DS, 3:178. Motherhood is a woman’s most noble calling. Men are not superior to women. Discusses the relationship of men and women to the priesthood.
N. Eldon Tanner, in CR, Oct. 1973, pp. 123–28; or Ensign, Jan. 1974, pp. 7–10. Discusses the role of womanhood, present-day allurements, the influence of women, an ideal home, and roles of mothers and fathers in the home.
Bruce R. McConkie, “Our Sisters from the Beginning,” Ensign, Jan. 1979, p. 61. Men and women have equal claim on spiritual gifts.
Spencer W. Kimball, “Privileges and Responsibilities of Sisters,” Ensign, Nov. 1978, pp. 102–6. Women’s fireside address.
Spencer W. Kimball, “The Blessings and Responsibilities of Womanhood,” Ensign, Mar. 1976, pp. 70–72. Role of men and women. Priorities defined.
Harold B. Lee, “Maintain Your Place As a Woman,” Ensign, Feb. 1972, pp. 48–56. The divine role of women.
In this day, when so many people are challenging the divine callings of men and women, it is important that the youth of the Church understand the roles of men and women from a divine perspective. The Lord has not left us without direction—the standard works and the living prophets bear testimony of this divine perspective. Paul, through inspiration, gave an excellent summary of husband-wife relationships. Read 1 Corinthians 11:3, 11–12, and Ephesians 5:22–23 carefully with your students, discussing principles such as using the Church and the Savior as models for behavior.

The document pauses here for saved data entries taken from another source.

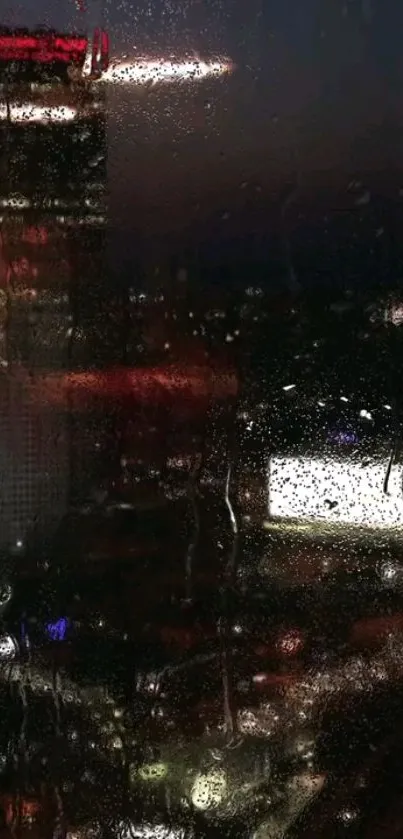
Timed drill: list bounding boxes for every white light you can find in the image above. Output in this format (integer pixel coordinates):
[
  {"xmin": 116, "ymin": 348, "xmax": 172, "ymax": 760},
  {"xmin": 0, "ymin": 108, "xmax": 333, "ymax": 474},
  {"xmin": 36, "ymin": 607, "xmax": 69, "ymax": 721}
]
[
  {"xmin": 253, "ymin": 673, "xmax": 268, "ymax": 684},
  {"xmin": 0, "ymin": 635, "xmax": 17, "ymax": 661},
  {"xmin": 0, "ymin": 584, "xmax": 12, "ymax": 606},
  {"xmin": 117, "ymin": 823, "xmax": 184, "ymax": 839},
  {"xmin": 0, "ymin": 197, "xmax": 30, "ymax": 209},
  {"xmin": 136, "ymin": 672, "xmax": 160, "ymax": 695},
  {"xmin": 101, "ymin": 57, "xmax": 232, "ymax": 86},
  {"xmin": 283, "ymin": 384, "xmax": 296, "ymax": 392},
  {"xmin": 268, "ymin": 456, "xmax": 403, "ymax": 528},
  {"xmin": 338, "ymin": 808, "xmax": 359, "ymax": 824},
  {"xmin": 0, "ymin": 104, "xmax": 77, "ymax": 124},
  {"xmin": 385, "ymin": 303, "xmax": 403, "ymax": 326},
  {"xmin": 191, "ymin": 769, "xmax": 227, "ymax": 810},
  {"xmin": 378, "ymin": 561, "xmax": 402, "ymax": 584},
  {"xmin": 293, "ymin": 734, "xmax": 316, "ymax": 757},
  {"xmin": 359, "ymin": 409, "xmax": 373, "ymax": 420}
]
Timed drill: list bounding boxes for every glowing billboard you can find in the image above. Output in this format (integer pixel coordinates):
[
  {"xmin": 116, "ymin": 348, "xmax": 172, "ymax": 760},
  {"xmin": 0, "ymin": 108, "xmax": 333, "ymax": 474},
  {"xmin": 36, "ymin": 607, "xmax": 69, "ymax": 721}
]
[{"xmin": 268, "ymin": 455, "xmax": 403, "ymax": 529}]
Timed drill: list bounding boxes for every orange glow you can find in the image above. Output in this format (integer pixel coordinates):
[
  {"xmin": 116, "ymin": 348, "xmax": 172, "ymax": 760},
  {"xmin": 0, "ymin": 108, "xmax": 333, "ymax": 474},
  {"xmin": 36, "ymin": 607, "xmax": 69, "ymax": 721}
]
[
  {"xmin": 351, "ymin": 614, "xmax": 403, "ymax": 648},
  {"xmin": 4, "ymin": 796, "xmax": 41, "ymax": 826},
  {"xmin": 21, "ymin": 226, "xmax": 49, "ymax": 246}
]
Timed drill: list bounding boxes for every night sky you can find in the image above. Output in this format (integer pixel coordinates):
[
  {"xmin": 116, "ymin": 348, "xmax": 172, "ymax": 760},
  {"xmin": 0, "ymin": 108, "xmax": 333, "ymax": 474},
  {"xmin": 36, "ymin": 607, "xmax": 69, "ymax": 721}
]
[{"xmin": 4, "ymin": 1, "xmax": 403, "ymax": 263}]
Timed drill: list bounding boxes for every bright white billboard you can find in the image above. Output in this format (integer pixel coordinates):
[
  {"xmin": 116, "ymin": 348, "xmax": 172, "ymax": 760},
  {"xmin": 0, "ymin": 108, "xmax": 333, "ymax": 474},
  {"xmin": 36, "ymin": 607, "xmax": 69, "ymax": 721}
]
[{"xmin": 268, "ymin": 455, "xmax": 403, "ymax": 529}]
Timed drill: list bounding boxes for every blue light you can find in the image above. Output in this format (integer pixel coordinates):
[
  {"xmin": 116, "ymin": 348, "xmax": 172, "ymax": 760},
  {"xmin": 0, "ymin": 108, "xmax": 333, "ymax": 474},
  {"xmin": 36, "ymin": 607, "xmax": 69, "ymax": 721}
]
[
  {"xmin": 327, "ymin": 429, "xmax": 359, "ymax": 445},
  {"xmin": 45, "ymin": 617, "xmax": 70, "ymax": 642}
]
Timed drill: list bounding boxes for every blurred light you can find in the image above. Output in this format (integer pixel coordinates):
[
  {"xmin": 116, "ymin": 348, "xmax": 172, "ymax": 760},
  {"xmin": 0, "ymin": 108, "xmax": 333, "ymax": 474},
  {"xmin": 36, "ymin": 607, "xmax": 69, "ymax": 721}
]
[
  {"xmin": 45, "ymin": 617, "xmax": 69, "ymax": 641},
  {"xmin": 282, "ymin": 384, "xmax": 296, "ymax": 392},
  {"xmin": 385, "ymin": 303, "xmax": 403, "ymax": 326},
  {"xmin": 0, "ymin": 196, "xmax": 30, "ymax": 209},
  {"xmin": 101, "ymin": 57, "xmax": 232, "ymax": 86},
  {"xmin": 276, "ymin": 629, "xmax": 304, "ymax": 656},
  {"xmin": 138, "ymin": 762, "xmax": 168, "ymax": 782},
  {"xmin": 0, "ymin": 105, "xmax": 77, "ymax": 123},
  {"xmin": 253, "ymin": 673, "xmax": 268, "ymax": 684},
  {"xmin": 0, "ymin": 584, "xmax": 12, "ymax": 607},
  {"xmin": 27, "ymin": 364, "xmax": 238, "ymax": 409},
  {"xmin": 136, "ymin": 671, "xmax": 160, "ymax": 695},
  {"xmin": 191, "ymin": 769, "xmax": 227, "ymax": 810},
  {"xmin": 4, "ymin": 798, "xmax": 40, "ymax": 826},
  {"xmin": 338, "ymin": 808, "xmax": 359, "ymax": 824},
  {"xmin": 0, "ymin": 33, "xmax": 87, "ymax": 62},
  {"xmin": 378, "ymin": 561, "xmax": 403, "ymax": 585},
  {"xmin": 0, "ymin": 31, "xmax": 108, "ymax": 76},
  {"xmin": 286, "ymin": 773, "xmax": 325, "ymax": 806},
  {"xmin": 292, "ymin": 734, "xmax": 316, "ymax": 761},
  {"xmin": 117, "ymin": 823, "xmax": 185, "ymax": 839},
  {"xmin": 268, "ymin": 456, "xmax": 403, "ymax": 528},
  {"xmin": 0, "ymin": 635, "xmax": 17, "ymax": 660},
  {"xmin": 327, "ymin": 429, "xmax": 359, "ymax": 445}
]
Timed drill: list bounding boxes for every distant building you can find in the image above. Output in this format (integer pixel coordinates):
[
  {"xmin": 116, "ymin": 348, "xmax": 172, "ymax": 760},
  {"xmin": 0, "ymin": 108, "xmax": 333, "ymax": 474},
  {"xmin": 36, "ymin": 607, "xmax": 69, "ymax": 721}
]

Doctrine and Covenants 25 outlines Emma’s callings from a divine perspective. Note her relationship to God (see vs. 2), her relationship to her husband and family (see vs. 5), and her Church callings (see vs. 7).
The concluding verse of Doctrine and Covenants 25 states that this revelation is not applicable to Emma Smith alone, but “unto all.” Therefore an examination of the qualities of an elect lady outlined here will be of value to all women everywhere. Transparency 7, “Instructions for an Elect Lady,” outlines these qualities.
As a conclusion you may wish to share the statement of Elder James E. Talmage, found on Transparency 8, “The Divine Potential of Women.”